7 Responses to “Weekend Forecast: Captain America saves summer”

  1. You liked Captain America, huh? How does it fare when compared to the better superhero films like TDK, Spider-Man-2 and others?

  2. No one is as surprised as me I had fun with Captain America. Part of the appeal of it is that it doesn’t really compare to TDK or Spidey at all. There’s none of that angsty “oh woe is me I’m a superhero” conflict. It was goofy, but good natured and I really liked the WWII period element. It was instantly less interesting when he transitioned to modern times at the end in anticipation of the Avengers flick though.I wish they’d given him another movie all his own set in the 40s before the big jump. They could theoretically go back and have flashback solo adventures, but they pretty much wrapped up his whole origin to victory over Red Skull arc in this film.

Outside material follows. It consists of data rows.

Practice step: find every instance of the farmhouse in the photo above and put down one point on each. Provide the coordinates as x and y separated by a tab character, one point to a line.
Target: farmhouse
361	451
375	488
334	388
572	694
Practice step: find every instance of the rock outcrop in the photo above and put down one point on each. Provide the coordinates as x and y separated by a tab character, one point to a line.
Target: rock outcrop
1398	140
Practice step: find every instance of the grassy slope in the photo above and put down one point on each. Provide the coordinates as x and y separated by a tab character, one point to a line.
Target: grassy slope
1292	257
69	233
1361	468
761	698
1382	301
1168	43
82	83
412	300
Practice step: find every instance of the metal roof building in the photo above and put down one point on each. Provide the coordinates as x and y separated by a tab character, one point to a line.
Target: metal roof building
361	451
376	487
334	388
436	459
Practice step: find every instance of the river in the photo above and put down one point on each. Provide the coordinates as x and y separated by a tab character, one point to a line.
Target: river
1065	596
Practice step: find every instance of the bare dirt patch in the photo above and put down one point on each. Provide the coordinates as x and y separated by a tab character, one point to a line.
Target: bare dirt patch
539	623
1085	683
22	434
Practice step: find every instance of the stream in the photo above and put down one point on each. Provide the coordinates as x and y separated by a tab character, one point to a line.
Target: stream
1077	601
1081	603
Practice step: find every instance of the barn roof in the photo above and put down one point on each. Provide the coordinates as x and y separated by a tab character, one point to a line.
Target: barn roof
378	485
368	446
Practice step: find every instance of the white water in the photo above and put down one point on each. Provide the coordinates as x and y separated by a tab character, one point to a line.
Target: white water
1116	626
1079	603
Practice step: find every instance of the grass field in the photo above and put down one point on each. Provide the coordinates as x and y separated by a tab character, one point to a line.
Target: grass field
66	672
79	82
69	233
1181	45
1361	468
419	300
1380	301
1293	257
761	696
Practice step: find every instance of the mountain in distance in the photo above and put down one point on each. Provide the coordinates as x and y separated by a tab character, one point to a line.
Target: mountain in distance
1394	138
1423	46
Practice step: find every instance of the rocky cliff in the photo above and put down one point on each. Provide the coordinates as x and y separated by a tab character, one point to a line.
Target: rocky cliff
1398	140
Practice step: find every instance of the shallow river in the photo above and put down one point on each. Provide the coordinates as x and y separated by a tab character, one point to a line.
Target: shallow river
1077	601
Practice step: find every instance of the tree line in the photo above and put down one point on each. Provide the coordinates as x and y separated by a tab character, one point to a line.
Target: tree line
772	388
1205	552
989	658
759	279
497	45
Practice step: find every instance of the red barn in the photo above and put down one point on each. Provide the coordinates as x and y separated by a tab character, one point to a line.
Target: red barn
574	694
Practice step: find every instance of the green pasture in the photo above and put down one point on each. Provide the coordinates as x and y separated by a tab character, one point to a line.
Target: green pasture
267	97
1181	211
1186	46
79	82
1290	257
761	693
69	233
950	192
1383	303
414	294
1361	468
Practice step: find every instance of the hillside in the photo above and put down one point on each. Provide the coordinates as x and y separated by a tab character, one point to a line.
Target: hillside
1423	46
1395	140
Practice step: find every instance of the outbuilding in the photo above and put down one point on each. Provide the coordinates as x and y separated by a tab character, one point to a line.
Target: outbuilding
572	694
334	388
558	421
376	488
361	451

    Anyway, to go back to your original question, I have a feeling people who were really high on TDK might find this one a little silly. Personally, I liked the light spirit, the clear cut good and evil and Joe Johnston did a much better job with the action than Nolan.

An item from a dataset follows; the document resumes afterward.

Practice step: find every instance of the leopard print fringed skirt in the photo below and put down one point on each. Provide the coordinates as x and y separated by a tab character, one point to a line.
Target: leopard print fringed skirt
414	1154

  3. Well, this is rather interesting. I’ll have to check out Captain America now, it’s always a nice surprise to find encountered opinions. Especially from you, Craig ;D

  4. I thought “Captain America” was okay, but only just. Good period design, good sense of composition and short-term action coverage/choreography, but not terribly ambitious in terms of its set-pieces. The script was a little too self-satisfied with its hamfisted dialogue and WWII gung-ho spirit, wavering somewhere between propaganda parody and all American sincerity. Hugo Weaving was fun as the Red Skull, but I couldn’t help thinking that Hydra was there partly to help make the movie easier for marketing (swastikas are a hard sell on toys) and because the idea of a superhero actually fighting real Nazis is silly for any number of reasons (1– because it’s obviously made-up, 2– because it belongs to another era of propaganda sock’em in the jaw spirit and 3– because regular real-world forces wouldn’t put up much challenge to the likes of ol’ Cap). The way that they’re rendered in the film, though, they’re a little too Cobra Command, for my tastes, and really everything in this movie I felt was better done already in the “G.I. Joe” movie a couple years back.

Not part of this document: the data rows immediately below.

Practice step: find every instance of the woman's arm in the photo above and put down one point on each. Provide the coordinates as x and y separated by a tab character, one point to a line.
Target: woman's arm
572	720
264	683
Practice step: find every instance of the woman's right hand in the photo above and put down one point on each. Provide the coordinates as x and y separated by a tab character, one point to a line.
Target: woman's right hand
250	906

    Also, forgive me if I’m getting something from my history lessons wrong, but wasn’t the Army segregated during WWII? Don’t get me wrong, they come up with a convincing origin for the diverse assembly of the “Howling Commandos”, or whatever they are. But there was a mixture during the USO sequences that stuck me as a little clueless. It reminded me of an incident Terry Gilliam recounted about directing a Nike commercial with ball-players in 1940’s baseball uniforms, with him complaining that it was a little insensitive to have black players as Major League professionals in the pre-Jackie Robinson era. But who knows, for all I know there might’ve been a lot of unofficial mixing before Truman’s orders.

  5. Bob, considering you and I are reading from completely different books when it comes to this genre, I’m not surprised you didn’t think much of it.

    It turns out I liked the mix of ham-fisted and sincere. The set pieces were just right.

    And you’ll have to forgive me if I don’t turn to a superhero flick for my racial history lessons.

  6. CA was fun, Evans a nice, sincere hero for a change. Tuccis terrific. And Weaving looked like the best Red Skull. Just thought it generic in the action and the video-game cgi by the end — how about a nice scene introducing CA with his howlin’ commandos instead of a montage? And a really limp final scene.

  7. Like I said above, the segue to modern day and the Avengers was massively deflating to me. I want to see more movies with Cap and the commandos in WWII. That and Evans’ sincerity without him acting like he has the weight of the world on his shoulders all the time were breaths of fresh air.